Even with an expectation that those contracts would supply enough autographs to last for several years worth of product, which seems reasonable given that they were agreed to during the 2008 offseason and still haven't been fulfilled, that's a significant cost for Topps. And logic suggests it's just the tip of the iceberg.
A glance through the checklist of 2008-09 Topps Co-Signers Basketball finds over 80 autograph subjects beyond those involved in the lawsuit. Since the company had to have deals with all of them as well, and some of them are big names that could command even more money - current stars like Dwyane Wade and Carmelo Anthony and legends like Larry Bird and Magic Johnson - it's not hard to see that Topps' autograph bill runs into the seven-digit range.

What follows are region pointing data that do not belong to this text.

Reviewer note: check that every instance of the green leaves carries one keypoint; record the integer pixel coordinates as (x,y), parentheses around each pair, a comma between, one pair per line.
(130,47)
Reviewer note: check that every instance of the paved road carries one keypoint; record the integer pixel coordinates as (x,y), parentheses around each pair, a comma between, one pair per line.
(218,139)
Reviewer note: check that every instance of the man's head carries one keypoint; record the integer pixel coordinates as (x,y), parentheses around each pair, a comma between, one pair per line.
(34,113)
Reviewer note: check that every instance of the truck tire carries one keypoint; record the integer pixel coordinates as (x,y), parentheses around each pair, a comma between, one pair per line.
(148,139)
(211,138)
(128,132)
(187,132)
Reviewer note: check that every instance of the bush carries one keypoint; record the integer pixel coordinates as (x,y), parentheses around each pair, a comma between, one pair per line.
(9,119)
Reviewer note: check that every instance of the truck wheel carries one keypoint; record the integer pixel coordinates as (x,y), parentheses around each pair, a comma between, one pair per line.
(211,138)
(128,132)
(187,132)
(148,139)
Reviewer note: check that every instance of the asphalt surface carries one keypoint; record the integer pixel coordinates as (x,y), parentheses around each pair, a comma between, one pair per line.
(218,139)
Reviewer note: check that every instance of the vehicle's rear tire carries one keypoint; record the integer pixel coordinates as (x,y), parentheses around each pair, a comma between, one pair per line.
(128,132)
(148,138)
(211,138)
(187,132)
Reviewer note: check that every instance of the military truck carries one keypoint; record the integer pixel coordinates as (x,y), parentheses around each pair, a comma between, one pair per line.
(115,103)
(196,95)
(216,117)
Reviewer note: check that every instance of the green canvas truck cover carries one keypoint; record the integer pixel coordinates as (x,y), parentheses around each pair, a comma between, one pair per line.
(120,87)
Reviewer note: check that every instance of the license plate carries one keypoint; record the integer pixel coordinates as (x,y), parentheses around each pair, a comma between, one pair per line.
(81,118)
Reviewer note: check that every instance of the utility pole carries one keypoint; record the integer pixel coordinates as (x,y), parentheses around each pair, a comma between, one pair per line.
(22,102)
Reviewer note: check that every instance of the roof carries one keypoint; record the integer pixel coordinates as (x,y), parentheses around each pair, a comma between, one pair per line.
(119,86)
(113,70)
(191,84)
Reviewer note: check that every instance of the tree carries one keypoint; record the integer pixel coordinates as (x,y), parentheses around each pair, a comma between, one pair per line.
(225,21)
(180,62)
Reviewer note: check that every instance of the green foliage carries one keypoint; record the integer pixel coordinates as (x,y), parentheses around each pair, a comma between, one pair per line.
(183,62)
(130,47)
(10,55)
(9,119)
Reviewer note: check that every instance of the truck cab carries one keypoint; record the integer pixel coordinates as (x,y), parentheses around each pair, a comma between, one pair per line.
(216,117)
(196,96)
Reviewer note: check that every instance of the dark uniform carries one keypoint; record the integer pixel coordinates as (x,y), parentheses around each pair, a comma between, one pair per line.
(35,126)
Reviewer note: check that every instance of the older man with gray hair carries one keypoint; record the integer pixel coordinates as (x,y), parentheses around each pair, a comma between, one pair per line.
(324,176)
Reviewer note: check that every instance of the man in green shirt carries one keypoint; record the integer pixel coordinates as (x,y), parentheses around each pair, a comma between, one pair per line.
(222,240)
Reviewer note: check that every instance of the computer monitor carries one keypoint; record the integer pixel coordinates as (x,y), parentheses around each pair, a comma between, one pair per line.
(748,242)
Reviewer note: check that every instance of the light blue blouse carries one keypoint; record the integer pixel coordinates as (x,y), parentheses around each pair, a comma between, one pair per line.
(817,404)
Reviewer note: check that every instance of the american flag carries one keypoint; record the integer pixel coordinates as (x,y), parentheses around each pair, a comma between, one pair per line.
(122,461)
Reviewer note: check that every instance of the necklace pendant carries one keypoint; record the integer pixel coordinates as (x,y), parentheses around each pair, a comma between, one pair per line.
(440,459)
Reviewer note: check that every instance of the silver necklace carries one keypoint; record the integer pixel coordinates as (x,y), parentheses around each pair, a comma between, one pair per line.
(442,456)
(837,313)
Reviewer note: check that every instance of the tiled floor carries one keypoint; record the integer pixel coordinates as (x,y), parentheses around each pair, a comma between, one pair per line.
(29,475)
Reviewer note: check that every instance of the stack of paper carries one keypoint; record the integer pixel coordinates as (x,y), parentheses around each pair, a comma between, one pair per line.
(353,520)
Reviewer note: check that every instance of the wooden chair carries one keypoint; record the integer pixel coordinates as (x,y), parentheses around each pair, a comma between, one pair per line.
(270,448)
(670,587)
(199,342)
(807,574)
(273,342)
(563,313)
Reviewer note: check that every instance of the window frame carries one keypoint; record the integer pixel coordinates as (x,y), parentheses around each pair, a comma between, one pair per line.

Then consider that autographs are only one cost associated with producing sports cards, and that Topps has MLB and NFL licenses as well. The hobby was a lot more affordable at the beginning of the decade, but because of the changes in content over that time, the card companies now have some expensive costs they didn't have even 30, 20, or even 10 years ago.
That doesn't make the shot to the wallet hurt any less when buying that new box of cards, nor does it encourage more young people and beginners to start collecting. The Topps lawsuit does at least provide a look at one cause of the high price of sports cards, though, and it's certainly food for thought.